In my most recent blog, I wrote about how we've allowed technology to take a pernicious toll on our attention, and in turn, on our creativity, our resilience, our relationships and, ultimately, our productivity.

 

This week I'm turning my focus to how to wrest back control of your attention, so you can make conscious choices that provide long term satisfaction rather than instant but fleeting gratification.

 

What follows are seven steps, but you're vastly more likely to succeed if you limit yourself to one or two at a time.

 

 

 

1. Start to focus on what you're doing with your attention. You can't change what you don't notice. For three designated hours during the next 24, keep careful track of how frequently you feel compelled to check one or another of your digital devices, and to move between activities.

 

Begin by getting a notebook or a pad. Each time you feel an impulse to go online — or to shift your attention to something else when you're already online — make a check in your notebook. If you decide to follow your impulse, circle the check you've made.

 

At the end of three hours, you'll have a clear picture of how intense the pull is on your attention. The number of checks will tell you how frequently you feel distracted, and the number of circles will tell you how often you succumb to your impulse. Just by paying attention, you'll give in less often than you ordinarily do.

 

2. Take a few minutes every day — either just before you leave work, or just before you go to sleep — to define and write down the two or three most important things you want to accomplish tomorrow, and when you intend to work on them.

 

3. Do the most important activity first in the morning, for a designated period of time no longer than 90 minutes, with every digital device you own turned to silent. If you can do this, you'll accomplish more in that time than most people do in an entire day (including you, when you're constantly moving between activities.)

 

4. Eliminate as much "insecurity work" from your life as possible. My friend Scott Belsky came up with this brilliant phrase to describe the aimless things we do over and over to reassure ourselves we matter — Googling your own name; checking your number of Twitter followers or your Klout ranking; peeking at your website's analytics; and looking up your Amazon ranking if you've written a book.

 

5. Keep a running list of everything that's on your mind — in order to get it off your mind.
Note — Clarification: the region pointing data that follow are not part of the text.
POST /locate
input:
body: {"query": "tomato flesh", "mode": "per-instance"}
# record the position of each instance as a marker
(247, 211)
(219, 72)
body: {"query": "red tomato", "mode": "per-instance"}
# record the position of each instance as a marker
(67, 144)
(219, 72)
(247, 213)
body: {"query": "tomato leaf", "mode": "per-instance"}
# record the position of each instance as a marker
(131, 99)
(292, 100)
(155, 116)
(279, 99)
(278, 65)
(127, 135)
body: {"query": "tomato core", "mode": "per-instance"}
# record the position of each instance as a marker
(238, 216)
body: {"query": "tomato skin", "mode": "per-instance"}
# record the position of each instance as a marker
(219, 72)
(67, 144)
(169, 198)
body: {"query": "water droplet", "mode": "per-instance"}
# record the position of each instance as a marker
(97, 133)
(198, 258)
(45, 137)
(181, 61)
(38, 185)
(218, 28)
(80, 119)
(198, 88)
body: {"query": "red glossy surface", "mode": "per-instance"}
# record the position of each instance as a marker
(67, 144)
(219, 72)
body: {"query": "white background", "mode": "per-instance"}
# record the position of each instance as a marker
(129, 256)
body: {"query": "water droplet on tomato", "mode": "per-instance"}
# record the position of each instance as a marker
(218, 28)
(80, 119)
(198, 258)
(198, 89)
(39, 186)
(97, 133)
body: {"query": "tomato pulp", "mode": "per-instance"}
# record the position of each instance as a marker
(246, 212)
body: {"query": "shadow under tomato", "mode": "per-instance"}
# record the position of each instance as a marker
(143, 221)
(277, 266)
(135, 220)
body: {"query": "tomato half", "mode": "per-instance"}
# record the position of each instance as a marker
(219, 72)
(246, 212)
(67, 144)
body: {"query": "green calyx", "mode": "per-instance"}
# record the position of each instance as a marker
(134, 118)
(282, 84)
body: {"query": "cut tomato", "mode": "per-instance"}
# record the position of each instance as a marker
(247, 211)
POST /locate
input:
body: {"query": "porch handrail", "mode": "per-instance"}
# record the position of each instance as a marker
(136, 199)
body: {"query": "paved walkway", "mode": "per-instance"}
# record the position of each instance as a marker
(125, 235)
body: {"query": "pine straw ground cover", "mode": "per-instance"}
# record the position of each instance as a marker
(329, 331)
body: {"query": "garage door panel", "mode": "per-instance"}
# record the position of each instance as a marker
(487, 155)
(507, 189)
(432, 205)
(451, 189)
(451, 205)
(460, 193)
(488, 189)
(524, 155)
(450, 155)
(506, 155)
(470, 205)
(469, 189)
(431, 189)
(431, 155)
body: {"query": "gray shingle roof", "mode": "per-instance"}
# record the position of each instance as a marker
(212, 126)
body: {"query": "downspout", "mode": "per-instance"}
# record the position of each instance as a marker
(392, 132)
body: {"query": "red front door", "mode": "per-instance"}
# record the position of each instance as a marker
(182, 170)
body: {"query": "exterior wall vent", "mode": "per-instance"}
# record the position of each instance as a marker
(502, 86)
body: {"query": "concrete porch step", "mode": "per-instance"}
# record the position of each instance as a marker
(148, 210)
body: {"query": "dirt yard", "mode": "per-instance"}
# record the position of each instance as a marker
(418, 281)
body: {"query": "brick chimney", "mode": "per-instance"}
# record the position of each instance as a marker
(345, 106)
Our working memories have very limited capacity, so the more things you're thinking about, the fewer of them you're likely to remember.

 

I download everything from "to do's," to ideas I'm having, to people I need to email or call, to issues that are bothering me. Writing all this down, as it arises, literally clears space in our working memories for whatever most deserves our attention.

 

6. Each time you go online to do anything, ask yourself "Is this best use of my time?" Sometimes, of course, it will be. Often, however, it's something you do automatically, or as a way to avoid more difficult work. If you realize it isn't the best use of your time, ask yourself "What is?" — and do that.

 

7. Systematically, train your attention. A simple way is to read more books, preferably good ones. Deeply focused, uninterrupted reading is a very good way to train and sustain your brain's capacity for absorbed attention.

 

A second alternative is to practice a breath-counting meditation — in to a count of three, out to a count of six — for two to five minutes several times a day. It's not just a way to teach the brain to focus on one thing at a time, but also a very effective strategy for relaxing physically and emotionally. In as little as one minute of focused breathing, it's possible to completely clear the bloodstream of the stress hormone cortisol.

 

Above all else, build back into your life stopping times, finish lines and boundaries. That's what we've lost in our digital world. When you're engaged, be fully engaged, for a defined period of time and then stop. When you do take a break, chill out and truly renew. Earn it, and then enjoy it.